Nepean resident Hillary Faris says the extent of damage to her home from the windstorm is still unknown. (Rebecca Kwan/CBC)

Simon Pierre Desjarlais, a master arborist with Arboris, Inc., says he’s going to be busy for months, given the influx of requests from governments and private insurance companies.

The affected area is “very large”, he said.

“It’s crazy…usually it’s very localized,” Desjarlais said.

The mayor says he sympathizes

As the cleanup continues, many people continue to wait for power to be restored.

Shikharesh Majumdar, who lives in the Hunt Club neighborhood, said he was disappointed that it took Hydro Ottawa so long to reconnect him to the grid.

“Every night we hope that in the middle of the night the light will come on,” he said. “So I’ll keep the bedroom ceiling light on – it’ll be a nice surprise.”

Master arborist Simon Pierre Desjarlais says he expects to be busy for months with the cleanup. (Natalia Goodwin/CBC)

Ottawa Mayor Jim Watson says he sympathizes with people who are frustrated that they still have no power a week after the storm.
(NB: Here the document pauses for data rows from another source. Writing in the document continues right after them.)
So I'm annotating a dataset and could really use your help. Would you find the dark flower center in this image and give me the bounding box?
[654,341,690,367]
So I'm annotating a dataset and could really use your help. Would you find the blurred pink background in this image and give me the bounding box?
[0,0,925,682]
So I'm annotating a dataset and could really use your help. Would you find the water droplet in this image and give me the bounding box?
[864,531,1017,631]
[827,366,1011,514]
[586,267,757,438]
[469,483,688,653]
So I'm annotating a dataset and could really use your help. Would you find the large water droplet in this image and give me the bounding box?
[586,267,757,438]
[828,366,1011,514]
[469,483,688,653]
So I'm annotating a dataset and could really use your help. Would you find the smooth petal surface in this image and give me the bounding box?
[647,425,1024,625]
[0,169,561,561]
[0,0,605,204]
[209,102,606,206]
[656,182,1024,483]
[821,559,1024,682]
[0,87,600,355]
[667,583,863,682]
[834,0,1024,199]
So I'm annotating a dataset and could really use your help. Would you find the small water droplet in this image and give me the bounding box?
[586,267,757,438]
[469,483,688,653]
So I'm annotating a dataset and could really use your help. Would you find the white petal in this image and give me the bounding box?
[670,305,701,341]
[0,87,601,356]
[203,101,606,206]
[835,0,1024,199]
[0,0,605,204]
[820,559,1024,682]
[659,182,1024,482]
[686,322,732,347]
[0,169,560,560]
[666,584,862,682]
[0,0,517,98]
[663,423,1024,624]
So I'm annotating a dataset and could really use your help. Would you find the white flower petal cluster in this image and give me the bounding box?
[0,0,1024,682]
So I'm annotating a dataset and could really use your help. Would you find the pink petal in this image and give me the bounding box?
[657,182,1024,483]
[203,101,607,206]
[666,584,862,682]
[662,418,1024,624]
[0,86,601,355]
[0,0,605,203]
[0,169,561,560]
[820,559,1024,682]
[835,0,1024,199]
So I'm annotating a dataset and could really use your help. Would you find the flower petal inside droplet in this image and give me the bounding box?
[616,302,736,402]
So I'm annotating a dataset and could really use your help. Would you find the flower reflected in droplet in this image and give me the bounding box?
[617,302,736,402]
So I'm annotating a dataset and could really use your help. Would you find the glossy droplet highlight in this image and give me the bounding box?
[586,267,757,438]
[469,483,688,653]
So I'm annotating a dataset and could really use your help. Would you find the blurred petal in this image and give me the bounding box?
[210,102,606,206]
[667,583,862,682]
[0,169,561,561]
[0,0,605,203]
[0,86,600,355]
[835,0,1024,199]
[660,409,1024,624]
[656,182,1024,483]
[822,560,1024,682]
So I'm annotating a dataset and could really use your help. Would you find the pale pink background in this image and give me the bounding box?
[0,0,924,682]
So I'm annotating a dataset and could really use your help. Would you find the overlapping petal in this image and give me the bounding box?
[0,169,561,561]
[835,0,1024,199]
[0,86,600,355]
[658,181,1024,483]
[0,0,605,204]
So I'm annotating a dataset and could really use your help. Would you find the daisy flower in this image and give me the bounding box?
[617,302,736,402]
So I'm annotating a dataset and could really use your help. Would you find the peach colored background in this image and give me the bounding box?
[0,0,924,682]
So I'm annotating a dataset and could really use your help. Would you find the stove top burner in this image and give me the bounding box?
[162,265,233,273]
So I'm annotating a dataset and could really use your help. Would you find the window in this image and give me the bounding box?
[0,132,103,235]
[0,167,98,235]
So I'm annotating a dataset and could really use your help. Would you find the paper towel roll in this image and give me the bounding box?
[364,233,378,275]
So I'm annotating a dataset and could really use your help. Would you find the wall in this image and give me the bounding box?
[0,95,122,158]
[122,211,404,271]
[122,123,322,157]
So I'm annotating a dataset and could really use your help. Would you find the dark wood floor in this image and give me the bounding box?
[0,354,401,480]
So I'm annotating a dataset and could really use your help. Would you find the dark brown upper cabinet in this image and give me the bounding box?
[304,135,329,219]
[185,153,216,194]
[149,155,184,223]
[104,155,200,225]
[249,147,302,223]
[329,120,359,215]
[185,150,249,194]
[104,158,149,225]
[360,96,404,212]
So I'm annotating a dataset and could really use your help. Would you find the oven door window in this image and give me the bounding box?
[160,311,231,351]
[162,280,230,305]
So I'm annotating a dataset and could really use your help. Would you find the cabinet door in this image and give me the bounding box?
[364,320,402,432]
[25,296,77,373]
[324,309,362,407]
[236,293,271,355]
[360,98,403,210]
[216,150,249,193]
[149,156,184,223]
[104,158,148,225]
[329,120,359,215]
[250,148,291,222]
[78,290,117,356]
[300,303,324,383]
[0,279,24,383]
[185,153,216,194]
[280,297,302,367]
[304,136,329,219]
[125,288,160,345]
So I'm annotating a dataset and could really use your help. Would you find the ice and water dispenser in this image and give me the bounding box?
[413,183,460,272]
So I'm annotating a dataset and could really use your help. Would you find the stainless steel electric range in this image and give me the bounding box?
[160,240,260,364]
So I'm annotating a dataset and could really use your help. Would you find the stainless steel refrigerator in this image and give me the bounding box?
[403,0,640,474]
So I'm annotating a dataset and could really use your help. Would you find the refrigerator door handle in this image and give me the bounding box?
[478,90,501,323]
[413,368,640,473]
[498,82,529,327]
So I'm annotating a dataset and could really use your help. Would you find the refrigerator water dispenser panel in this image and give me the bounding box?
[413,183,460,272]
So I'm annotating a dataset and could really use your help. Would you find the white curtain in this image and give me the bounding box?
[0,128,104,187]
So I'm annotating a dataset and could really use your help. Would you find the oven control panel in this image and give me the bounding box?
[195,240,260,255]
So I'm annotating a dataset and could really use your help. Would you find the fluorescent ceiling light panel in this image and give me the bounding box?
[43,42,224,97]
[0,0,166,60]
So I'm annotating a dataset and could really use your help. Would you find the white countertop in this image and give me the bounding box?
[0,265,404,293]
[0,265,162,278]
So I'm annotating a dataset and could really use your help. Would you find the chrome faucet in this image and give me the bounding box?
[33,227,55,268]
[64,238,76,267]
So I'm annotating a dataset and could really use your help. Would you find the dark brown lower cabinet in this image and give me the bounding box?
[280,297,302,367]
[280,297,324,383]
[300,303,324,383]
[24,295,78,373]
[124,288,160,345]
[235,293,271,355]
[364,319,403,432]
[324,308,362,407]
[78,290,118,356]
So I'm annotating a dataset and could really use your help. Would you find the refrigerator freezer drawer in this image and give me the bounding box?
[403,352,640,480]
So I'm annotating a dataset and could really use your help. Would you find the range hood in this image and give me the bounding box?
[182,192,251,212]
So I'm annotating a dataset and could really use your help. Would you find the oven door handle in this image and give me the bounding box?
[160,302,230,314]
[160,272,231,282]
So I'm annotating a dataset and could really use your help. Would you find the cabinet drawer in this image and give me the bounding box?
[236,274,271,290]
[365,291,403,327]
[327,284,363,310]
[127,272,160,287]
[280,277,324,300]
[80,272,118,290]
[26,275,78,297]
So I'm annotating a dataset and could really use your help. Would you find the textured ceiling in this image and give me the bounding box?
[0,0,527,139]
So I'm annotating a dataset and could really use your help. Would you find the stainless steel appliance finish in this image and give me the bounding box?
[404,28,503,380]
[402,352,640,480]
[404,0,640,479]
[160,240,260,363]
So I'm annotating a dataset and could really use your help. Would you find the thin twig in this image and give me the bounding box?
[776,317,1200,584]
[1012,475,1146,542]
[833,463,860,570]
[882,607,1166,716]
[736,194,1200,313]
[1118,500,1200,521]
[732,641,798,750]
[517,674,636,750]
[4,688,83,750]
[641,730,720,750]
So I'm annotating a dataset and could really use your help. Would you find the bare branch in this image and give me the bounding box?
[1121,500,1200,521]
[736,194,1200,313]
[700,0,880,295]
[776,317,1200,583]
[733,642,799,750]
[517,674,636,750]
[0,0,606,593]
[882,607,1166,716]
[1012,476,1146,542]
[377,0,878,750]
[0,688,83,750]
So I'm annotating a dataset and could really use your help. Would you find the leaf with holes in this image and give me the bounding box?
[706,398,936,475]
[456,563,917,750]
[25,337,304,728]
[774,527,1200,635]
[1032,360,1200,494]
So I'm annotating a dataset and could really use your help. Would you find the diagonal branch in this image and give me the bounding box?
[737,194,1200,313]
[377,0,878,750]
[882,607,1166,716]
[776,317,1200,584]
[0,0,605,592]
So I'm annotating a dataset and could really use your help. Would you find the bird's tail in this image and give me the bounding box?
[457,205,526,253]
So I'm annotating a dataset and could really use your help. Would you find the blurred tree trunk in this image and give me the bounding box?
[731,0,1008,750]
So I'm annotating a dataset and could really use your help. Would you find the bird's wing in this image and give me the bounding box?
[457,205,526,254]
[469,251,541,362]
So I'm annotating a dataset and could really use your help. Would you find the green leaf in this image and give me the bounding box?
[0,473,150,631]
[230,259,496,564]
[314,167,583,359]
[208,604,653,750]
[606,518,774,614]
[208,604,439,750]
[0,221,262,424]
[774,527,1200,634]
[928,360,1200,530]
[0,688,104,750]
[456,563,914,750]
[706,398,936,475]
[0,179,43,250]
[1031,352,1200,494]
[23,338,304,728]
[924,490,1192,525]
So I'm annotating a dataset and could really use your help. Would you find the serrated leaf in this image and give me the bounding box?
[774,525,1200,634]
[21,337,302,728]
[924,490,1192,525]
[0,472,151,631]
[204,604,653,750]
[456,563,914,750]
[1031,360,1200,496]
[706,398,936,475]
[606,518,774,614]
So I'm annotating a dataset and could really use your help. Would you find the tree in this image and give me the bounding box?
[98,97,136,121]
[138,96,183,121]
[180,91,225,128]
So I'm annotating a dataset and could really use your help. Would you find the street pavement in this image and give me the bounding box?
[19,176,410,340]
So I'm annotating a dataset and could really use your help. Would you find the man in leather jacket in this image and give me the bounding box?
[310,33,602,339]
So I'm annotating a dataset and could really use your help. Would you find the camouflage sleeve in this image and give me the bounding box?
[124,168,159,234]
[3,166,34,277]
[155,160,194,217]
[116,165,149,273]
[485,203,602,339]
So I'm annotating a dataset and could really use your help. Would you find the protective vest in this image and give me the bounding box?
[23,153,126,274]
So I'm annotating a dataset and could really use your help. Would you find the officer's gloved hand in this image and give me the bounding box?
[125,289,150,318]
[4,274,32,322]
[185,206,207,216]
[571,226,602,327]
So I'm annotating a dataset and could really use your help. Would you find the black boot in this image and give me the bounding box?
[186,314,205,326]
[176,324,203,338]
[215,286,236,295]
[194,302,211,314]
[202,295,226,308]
“We thought we could restore electricity to almost 99% of the population in [Friday] at midnight,” he told CBC News Network on Saturday morning. “We haven’t met that target…we’re now at about 90 percent.”

Public works crews are clearing debris so that hydropower crews can enter, he added, calling it a team approach. In the meantime, respite centers across the city remain open, he said.

The city is also asking people to volunteer this weekend to help clean up.

While 90% of people have had their electricity back, Watson said many still had no internet service. He says he is trying to pressure internet companies to restore those connections.